The Rise of the Athlete YouTube Series: Part Two
Athlete Trust and Making the Most of Access
As explored in Part One, audience viewing habits on YouTube are evolving quickly. Viewers are spending longer with content, gravitating towards episodic storytelling, and choosing depth over volume. This shift is creating a significant opportunity for athlete-led brand content that is meaningful, sustained and commercially valuable.
Over the years, as an agency, we have spent a huge amount of time inside elite performance environments, working with athletes across sport, from Formula 1 drivers and national teams to action sports athletes operating at the very top of their disciplines.
Brands invest heavily in athlete partnerships because access unlocks credibility, insight and emotion. But access is never unlimited, never predictable and never simple. It exists in tight windows, between training sessions, on race weekends, and during moments of pressure, fatigue and emotion.
Making the most of that access is where experience becomes the difference.
At Cut Media, years of working in high-pressure sporting environments have shaped how we approach access. Not as something to extract, but something to earn, protect and use with intent.
In recent years we’ve worked with some of the biggest talent across multiple projects
Trust is what turns access into opportunity
You can secure access contractually.
During the N1NO Beyond series, our Creative Director Andy, took the time to spend time with Nino, understand his views, ideas and concerns heading into what became a 2 year journey.
You cannot force trust.
That distinction sits at the heart of every successful athlete YouTube content.
Trust is what allows you into the athlete’s real world. Around preparation. Around emotion. Around performance. Without it, access stays superficial.
Building trust starts long before a camera is turned on. It comes from understanding an athlete’s priorities, respecting their routines, and proving through actions that performance will always come first.
On N1NO Beyond, trust was built deliberately and over time. Before filming began, we travelled to Switzerland simply to spend time with Nino. We shared a meal, talked through ideas, listened to what excited him and what concerned him. Later, while in South Africa on another project, we visited him at home and conducted a long interview that was never intended for release. It was purely about understanding him better.
None of this was about tactics or manipulation.
Trust doesn’t come much higher than working with one of the greatest ever cyclists on scripting a retirement announcement. N1NO Beyond was such a special series to work on.
It came from genuine interest in Nino as an athlete and as a person, and a shared desire to tell his story honestly and respectfully. Trust was built because the intent was right.
Trust is not just important for the athlete. It is essential for the audience.
Without trust, content stays safe and predictable. The same moments fans have seen before.
With trust, stories change.
Athletes stop performing for the camera. Conversations become honest. Behaviour becomes natural. The camera fades into the background and what remains is authenticity.
Audiences do not connect with perfection. They connect with reality. With routine. With doubt. With the moments between performance where the human side of elite sport lives.
Those moments are what separate true athlete YouTube series from surface-level content.
Access is more than proximity
Being close to an athlete does not automatically create better storytelling.

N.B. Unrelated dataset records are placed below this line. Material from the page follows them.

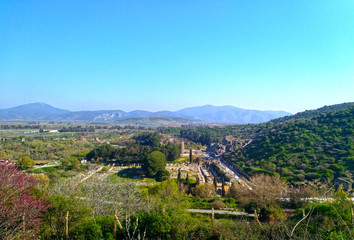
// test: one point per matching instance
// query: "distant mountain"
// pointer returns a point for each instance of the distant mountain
(202, 114)
(229, 114)
(31, 111)
(314, 113)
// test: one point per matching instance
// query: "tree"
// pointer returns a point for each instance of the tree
(154, 162)
(205, 191)
(262, 190)
(54, 218)
(190, 155)
(42, 181)
(25, 162)
(20, 208)
(76, 164)
(215, 182)
(179, 177)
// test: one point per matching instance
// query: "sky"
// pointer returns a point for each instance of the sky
(167, 55)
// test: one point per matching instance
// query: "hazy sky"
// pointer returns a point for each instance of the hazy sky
(166, 55)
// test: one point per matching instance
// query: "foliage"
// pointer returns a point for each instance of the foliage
(263, 191)
(54, 218)
(154, 165)
(206, 191)
(25, 162)
(321, 147)
(20, 205)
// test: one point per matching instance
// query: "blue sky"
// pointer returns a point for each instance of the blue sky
(166, 55)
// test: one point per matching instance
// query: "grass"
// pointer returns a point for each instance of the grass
(133, 173)
(180, 160)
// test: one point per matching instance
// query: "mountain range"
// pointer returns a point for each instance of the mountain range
(201, 114)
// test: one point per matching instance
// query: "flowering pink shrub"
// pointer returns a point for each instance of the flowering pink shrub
(20, 208)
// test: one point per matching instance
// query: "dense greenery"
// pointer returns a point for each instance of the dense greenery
(136, 151)
(321, 147)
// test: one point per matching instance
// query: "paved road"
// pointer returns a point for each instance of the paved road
(221, 212)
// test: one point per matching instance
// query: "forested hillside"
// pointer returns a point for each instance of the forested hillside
(320, 147)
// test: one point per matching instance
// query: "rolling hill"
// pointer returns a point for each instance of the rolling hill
(313, 145)
(202, 114)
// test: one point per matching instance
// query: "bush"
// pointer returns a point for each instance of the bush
(217, 204)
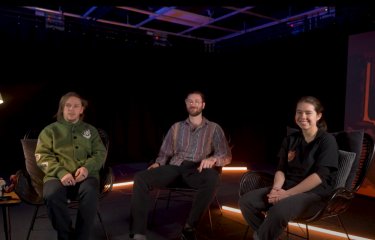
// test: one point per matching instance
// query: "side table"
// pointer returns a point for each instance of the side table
(5, 204)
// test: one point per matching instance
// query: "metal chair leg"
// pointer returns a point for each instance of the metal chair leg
(36, 209)
(101, 222)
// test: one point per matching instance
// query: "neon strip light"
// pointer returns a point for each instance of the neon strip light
(234, 168)
(123, 184)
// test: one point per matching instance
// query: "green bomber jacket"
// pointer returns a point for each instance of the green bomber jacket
(63, 147)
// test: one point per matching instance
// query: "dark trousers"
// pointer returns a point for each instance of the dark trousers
(271, 227)
(56, 196)
(206, 182)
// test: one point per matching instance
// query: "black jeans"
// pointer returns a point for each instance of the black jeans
(206, 182)
(279, 214)
(56, 196)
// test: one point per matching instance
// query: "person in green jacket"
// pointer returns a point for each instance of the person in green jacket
(70, 152)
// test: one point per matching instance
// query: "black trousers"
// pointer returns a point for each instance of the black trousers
(56, 196)
(271, 227)
(206, 182)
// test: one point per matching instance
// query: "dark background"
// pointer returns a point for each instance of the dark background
(137, 91)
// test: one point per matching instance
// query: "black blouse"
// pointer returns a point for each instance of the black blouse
(299, 159)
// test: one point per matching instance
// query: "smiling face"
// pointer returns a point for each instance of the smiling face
(194, 104)
(73, 109)
(306, 116)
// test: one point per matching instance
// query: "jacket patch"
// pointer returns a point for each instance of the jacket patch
(87, 134)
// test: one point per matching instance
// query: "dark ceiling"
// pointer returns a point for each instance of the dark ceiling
(202, 24)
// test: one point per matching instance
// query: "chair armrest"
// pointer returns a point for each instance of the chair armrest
(336, 204)
(252, 180)
(339, 201)
(25, 189)
(106, 181)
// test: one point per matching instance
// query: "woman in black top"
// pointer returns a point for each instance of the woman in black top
(308, 161)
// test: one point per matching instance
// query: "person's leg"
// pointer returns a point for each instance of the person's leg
(252, 204)
(54, 194)
(206, 183)
(144, 182)
(88, 194)
(278, 216)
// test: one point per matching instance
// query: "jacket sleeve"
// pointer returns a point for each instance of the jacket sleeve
(46, 158)
(97, 157)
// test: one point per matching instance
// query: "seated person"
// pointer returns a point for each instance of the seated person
(191, 150)
(306, 174)
(70, 152)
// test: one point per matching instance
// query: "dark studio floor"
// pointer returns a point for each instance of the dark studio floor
(115, 207)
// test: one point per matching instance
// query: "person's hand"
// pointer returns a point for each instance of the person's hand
(81, 174)
(68, 180)
(206, 163)
(276, 195)
(154, 165)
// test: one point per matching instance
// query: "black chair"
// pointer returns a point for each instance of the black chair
(180, 191)
(29, 186)
(350, 178)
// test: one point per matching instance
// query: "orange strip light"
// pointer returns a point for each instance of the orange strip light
(317, 229)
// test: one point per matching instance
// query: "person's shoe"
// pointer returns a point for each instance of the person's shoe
(188, 234)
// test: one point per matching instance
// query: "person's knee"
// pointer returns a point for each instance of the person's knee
(52, 189)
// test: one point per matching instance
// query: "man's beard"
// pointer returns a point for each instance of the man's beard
(192, 112)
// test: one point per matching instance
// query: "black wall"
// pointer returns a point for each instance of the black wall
(136, 94)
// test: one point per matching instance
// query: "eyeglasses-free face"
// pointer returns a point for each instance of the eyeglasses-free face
(192, 101)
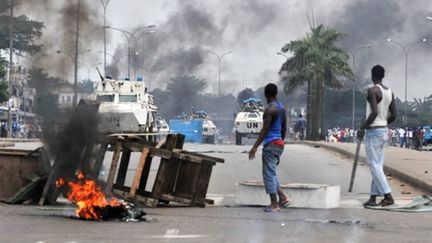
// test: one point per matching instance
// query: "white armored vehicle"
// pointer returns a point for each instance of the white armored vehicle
(249, 120)
(209, 129)
(125, 107)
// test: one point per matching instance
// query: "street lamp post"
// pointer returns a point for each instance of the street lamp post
(354, 82)
(104, 4)
(128, 35)
(90, 67)
(406, 51)
(9, 133)
(219, 57)
(282, 54)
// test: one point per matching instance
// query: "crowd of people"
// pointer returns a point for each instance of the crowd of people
(408, 137)
(19, 130)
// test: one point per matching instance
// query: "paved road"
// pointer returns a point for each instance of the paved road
(229, 223)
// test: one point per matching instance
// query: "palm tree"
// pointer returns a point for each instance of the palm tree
(319, 62)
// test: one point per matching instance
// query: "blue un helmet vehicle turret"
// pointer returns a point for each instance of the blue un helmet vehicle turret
(248, 122)
(197, 127)
(125, 107)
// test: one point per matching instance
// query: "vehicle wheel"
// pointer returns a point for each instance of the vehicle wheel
(238, 138)
(211, 140)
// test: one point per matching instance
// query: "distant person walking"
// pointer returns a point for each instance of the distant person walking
(272, 136)
(3, 129)
(301, 124)
(380, 112)
(401, 136)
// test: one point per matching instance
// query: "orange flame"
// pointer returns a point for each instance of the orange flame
(88, 197)
(60, 182)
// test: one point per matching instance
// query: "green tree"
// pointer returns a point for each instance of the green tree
(26, 31)
(244, 94)
(3, 84)
(318, 62)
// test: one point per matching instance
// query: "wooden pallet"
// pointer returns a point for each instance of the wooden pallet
(182, 177)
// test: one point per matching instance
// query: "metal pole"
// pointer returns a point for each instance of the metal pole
(105, 4)
(10, 68)
(219, 62)
(76, 55)
(219, 73)
(354, 84)
(129, 59)
(406, 88)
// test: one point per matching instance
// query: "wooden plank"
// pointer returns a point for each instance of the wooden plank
(191, 158)
(175, 167)
(203, 183)
(139, 170)
(113, 169)
(162, 176)
(181, 200)
(145, 173)
(100, 156)
(122, 171)
(194, 185)
(211, 158)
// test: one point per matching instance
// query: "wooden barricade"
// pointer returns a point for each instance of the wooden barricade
(182, 176)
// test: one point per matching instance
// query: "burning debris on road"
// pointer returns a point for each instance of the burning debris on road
(92, 203)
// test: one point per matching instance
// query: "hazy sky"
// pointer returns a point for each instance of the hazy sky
(255, 30)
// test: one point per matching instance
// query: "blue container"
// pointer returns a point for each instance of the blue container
(192, 129)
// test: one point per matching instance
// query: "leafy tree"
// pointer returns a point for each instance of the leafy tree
(3, 84)
(244, 94)
(24, 34)
(317, 62)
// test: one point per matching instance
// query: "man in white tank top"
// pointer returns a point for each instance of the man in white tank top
(380, 112)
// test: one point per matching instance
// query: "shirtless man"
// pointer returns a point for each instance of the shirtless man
(272, 136)
(380, 112)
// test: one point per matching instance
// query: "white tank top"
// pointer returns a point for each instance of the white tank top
(383, 108)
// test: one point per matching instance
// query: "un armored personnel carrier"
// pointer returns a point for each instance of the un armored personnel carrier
(125, 107)
(209, 128)
(249, 120)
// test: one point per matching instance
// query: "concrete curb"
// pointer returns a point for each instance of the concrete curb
(21, 140)
(401, 175)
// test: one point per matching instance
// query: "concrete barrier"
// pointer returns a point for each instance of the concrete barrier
(301, 195)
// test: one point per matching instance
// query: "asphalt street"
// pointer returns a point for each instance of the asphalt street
(227, 222)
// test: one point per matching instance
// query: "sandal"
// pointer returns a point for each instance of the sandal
(271, 210)
(370, 203)
(285, 204)
(387, 202)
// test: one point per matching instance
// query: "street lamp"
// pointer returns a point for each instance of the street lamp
(282, 54)
(92, 66)
(354, 82)
(406, 51)
(128, 35)
(11, 34)
(104, 4)
(219, 57)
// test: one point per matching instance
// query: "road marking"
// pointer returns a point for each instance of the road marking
(173, 234)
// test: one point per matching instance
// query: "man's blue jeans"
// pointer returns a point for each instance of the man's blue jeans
(271, 157)
(375, 141)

True access is about insight, not distance.
It is about recognising which moments matter and why. Understanding where emotion is likely to surface. Knowing that some of the most revealing scenes happen away from the obvious action.
Access also fluctuates constantly. Some days offer quiet hours with a focussed talent. Others offer fleeting minutes in the midst of external chaos. Both can be equally valuable when approached with clarity and intent.
Preparation enables instinct
Experience sharpens judgement in the moment.
The amount of access to talent in our projects over the years vary enormously. From month long projects to a matter of minutes with global stars. Planned shoot windows or candid reactions No matter where or how your access comes about the key responsibility as an agency and production crew to maximise every second of those moments.
Preparation at it’s best. Pre-vis vs final project for a Tour de France commercial with Cervelo. A test edit like this can help us understand exactly what we need in the shoot.
The real skill is being prepared enough to know exactly what you need, but also that elite sport is unpredictable, and the best moments are often unplanned. A shift in mood. A quiet moment after pressure. An unexpected interaction. recognise those moments as they happen and having the confidence to act on instinct.
That instinct only works when it is underpinned by intent. By understanding the story you are telling, what the athlete can realistically give, and how a moment fits into the wider narrative.
When preparation and instinct work together, even five minutes of unexpected access can deliver something meaningful.
The bigger picture
Creating truly unique content with any athletes is built on trust.
Access creates opportunity, but only experience turns it into value.
Great athlete content is not about cameras and proximity. It is about relationships, judgement and care.
Athlete storytelling only works when trust comes first.